Il disturbo epilettico della piccola Martina ( nome di fantasia) non era mai stato diagnosticato prima di ottobre 2017. Ovvero mesi e mesi dopo la relazione con la quale i servizi sociali dell’Unione della Val d’Enza, oggi a processo per i presunti affidi illeciti, avevano associato i sintomi manifestati dalla bambina ad un possibile abuso di natura sessuale. Il dato è emerso lunedì con la testimonianza di Daniela Davoli, pediatra della piccola Martina durante e dopo l’affido, per un totale di quattro anni. La pediatra ha spiegato che la bambina era inizialmente molto chiusa, al punto da rendere faticose le visite. Ma tale atteggiamento sarebbe cambiato nel corso del tempo, durante il periodo trascorso con le due affidatarie, diventando via via più tranquilla.

I servizi sono accusati di aver relazionato «sintomi di natura “simildissociativa” dovuti ad eventi di natura traumatica e di tipo sessuale, omettendo di riferire la riscontrata patologia ( epilessia) di cui erano consapevoli tacendo in tal modo una circostanza che avrebbe consentito una diversa valutazione dei comportamenti della minore». Ma al momento della stesura della relazione come si evince dagli atti - tale diagnosi non era stata ancora effettuata.

La circostanza è stata chiarita anche da Davoli, incalzata dalle domande dei difensori delle due madri affidatarie, Andrea Stefani e Valentina Oleari, pur non coinvolte in questo capo di imputazione, che riguarda la responsabile dei servizi sociali della Val d’Enza, Federica Anghinolfi ( difesa da Rossella Ognibene e Oliviero Mazza) e l’assistente sociale Francesco Monopoli ( difeso da Nicola Canestrini e Giuseppe Sambataro). Le relazioni risalgono infatti alla prima metà del 2017, ma l’epilessia verrà diagnosticata soltanto ad ottobre 2017, a seguito di un ricovero della bambina, al termine del quale la neuropsichiatria di Reggio Emilia fa una diagnosi di possibile epilessia rolandica all’esordio, comunque da approfondire.
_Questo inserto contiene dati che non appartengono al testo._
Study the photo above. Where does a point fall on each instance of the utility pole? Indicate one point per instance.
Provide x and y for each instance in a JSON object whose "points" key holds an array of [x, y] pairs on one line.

Davoli, interrogata su questi temi, ha dichiarato di aver inviato Martina alla neuropsichiatria a maggio del 2017 per un approfondimento, anche su richiesta delle affidatarie e a seguito della segnalazione della psicoterapeuta che seguiva la bambina all’epoca. Ma in quel momento la pediatra - e nessun altro specialista - non aveva minimamente ipotizzato l’esistenza di un disturbo epilettico. «Prima di ottobre 2017 non avevo nessuna evidenza», ha chiarito Davoli. E a dimostrare la veridicità delle sue affermazioni c’è il diario clinico di Martina, dal quale si evince che la pediatra ha segnalato l’esigenza di una visita per una possibile «crisi psicotica», quesito che non rimanda certo all’epilessia. Ma non solo: su domanda degli avvocati Stefani e Oleari, Davoli ha anche chiarito che alcuni sintomi manifestati da Martina potevano essere ricondotti, in parte, a una possibile forma epilettica da indagare tramite esami strumentali, e per altri aspetti a una sindrome dissociativa, come indicato nelle relazioni dei Servizi.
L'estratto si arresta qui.